Charles B. Strozier, professor of history at the City University of New York, received his B.A. from Harvard University and his Ph.D. from the University of Chicago. He was also a research candidate at the Chicago Institute for Psychoanalysis and is currently co-director of the Center on Violence and Human Survival at the John Jay College of Criminal Justice, City University of New York. The skillful blending of psychology and history is found in his book Lincoln's Quest for Union: Public and Private Meanings (1982). His most recent book, coauthored by Robert Jay Lifton and Michael Perlman, is Nuclear Threat and the American Self.

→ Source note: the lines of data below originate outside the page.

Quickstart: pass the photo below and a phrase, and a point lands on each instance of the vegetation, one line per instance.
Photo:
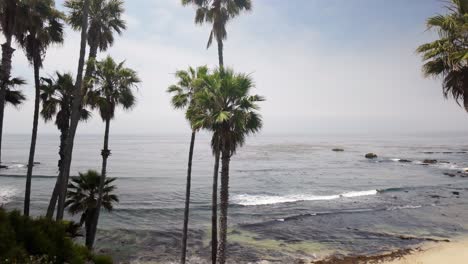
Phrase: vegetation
(82, 197)
(217, 101)
(11, 26)
(43, 27)
(27, 240)
(113, 85)
(57, 98)
(447, 57)
(189, 83)
(230, 111)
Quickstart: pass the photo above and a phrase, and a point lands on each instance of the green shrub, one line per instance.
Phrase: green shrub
(41, 241)
(101, 259)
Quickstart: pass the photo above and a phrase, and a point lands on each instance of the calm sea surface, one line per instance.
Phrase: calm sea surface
(292, 196)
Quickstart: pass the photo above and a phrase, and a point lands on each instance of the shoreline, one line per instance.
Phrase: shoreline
(453, 252)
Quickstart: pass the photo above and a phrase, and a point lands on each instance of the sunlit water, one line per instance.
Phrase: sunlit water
(291, 196)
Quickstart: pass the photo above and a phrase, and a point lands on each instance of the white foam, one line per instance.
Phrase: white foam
(403, 207)
(249, 199)
(6, 193)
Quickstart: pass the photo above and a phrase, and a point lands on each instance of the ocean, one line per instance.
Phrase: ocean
(292, 197)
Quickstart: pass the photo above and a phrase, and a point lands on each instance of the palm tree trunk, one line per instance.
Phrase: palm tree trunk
(75, 114)
(226, 158)
(214, 208)
(187, 200)
(105, 153)
(5, 71)
(32, 149)
(220, 52)
(55, 193)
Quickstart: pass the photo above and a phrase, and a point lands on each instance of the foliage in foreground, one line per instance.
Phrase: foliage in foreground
(27, 240)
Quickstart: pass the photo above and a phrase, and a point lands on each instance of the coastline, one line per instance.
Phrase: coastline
(435, 253)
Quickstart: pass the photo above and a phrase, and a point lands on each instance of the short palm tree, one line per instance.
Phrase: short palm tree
(218, 13)
(447, 57)
(10, 26)
(189, 82)
(83, 194)
(13, 96)
(105, 18)
(43, 28)
(113, 85)
(232, 114)
(57, 98)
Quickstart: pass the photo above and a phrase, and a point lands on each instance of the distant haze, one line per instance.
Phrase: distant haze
(324, 66)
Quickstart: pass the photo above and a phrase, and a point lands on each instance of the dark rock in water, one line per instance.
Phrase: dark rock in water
(371, 156)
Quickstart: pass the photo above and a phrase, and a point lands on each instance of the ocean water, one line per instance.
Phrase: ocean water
(291, 196)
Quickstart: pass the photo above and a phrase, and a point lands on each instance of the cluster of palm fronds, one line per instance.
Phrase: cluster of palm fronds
(447, 57)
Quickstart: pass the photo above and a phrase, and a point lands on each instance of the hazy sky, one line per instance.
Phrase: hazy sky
(325, 66)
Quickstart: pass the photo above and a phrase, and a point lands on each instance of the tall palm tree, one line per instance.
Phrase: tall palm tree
(232, 113)
(189, 82)
(447, 57)
(113, 85)
(10, 25)
(105, 18)
(218, 13)
(57, 98)
(75, 114)
(82, 197)
(43, 28)
(102, 18)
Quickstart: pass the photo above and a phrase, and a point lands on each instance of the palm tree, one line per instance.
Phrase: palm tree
(231, 113)
(113, 85)
(14, 97)
(105, 17)
(10, 25)
(43, 28)
(75, 114)
(447, 57)
(57, 98)
(189, 82)
(82, 197)
(218, 13)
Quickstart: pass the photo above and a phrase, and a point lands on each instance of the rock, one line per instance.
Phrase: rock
(405, 161)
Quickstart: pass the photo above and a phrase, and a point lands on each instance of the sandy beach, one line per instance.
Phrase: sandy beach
(454, 253)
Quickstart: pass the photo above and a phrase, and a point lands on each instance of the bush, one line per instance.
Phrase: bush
(31, 241)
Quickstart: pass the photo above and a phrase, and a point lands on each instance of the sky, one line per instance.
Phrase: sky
(324, 66)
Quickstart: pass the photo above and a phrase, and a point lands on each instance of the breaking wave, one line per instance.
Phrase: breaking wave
(249, 199)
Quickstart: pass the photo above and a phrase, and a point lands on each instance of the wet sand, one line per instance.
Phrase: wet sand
(436, 253)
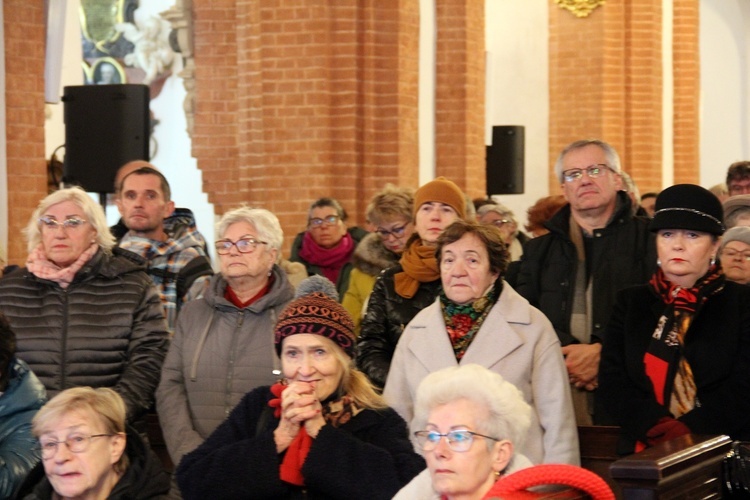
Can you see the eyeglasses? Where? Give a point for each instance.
(326, 221)
(396, 232)
(500, 222)
(76, 443)
(458, 440)
(51, 223)
(733, 254)
(244, 245)
(593, 171)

He is also working on The Psychology of Fundamentalism. He has been a consultant, producer, and scriptwriter for several Lincoln film documentaries, the most recent being "Abraham Lincoln, A Self Portrait."

Douglas L. Wilson, professor of English at Knox College, received his B.A. at Doane College and Ph.D. at the University of Pennsylvania. He was the director of the Seymour Library at Knox College from 1972 to 1991. Until recently, most of Wilson's historical writings have focused on Thomas Jefferson, especially Jefferson's library. His interest in Lincoln has led to several articles that have appeared in The Atlantic, Indiana Magazine of History, and Civil War History. Wilson's work on transcribing William Henry Herndon's interviews with Lincoln's associates led him to reexamine several controversial events in the Illinois lawyer's early life. With Rodney O. Davis, also of Knox College, Wilson plans to publish the first scholarly edition of the Herndon interviews.

Thomas F. Schwartz is curator of the Henry Horner Lincoln Collection at the Illinois State Historical Library and coeditor of the Journal of the Abraham Lincoln Association. His numerous articles and book reviews have appeared in Civil War History, Illinois Historical Journal, the Journal of American History, and Presidential Studies Quarterly. The National Endowment for the Humanities awarded $300,000 toward a joint Lincoln exhibition between the Illinois State Historical Library, the Barry and Louise Taper Lincoln Collection, and the Huntington Library in San Marino, California. It is scheduled to open in October 1993.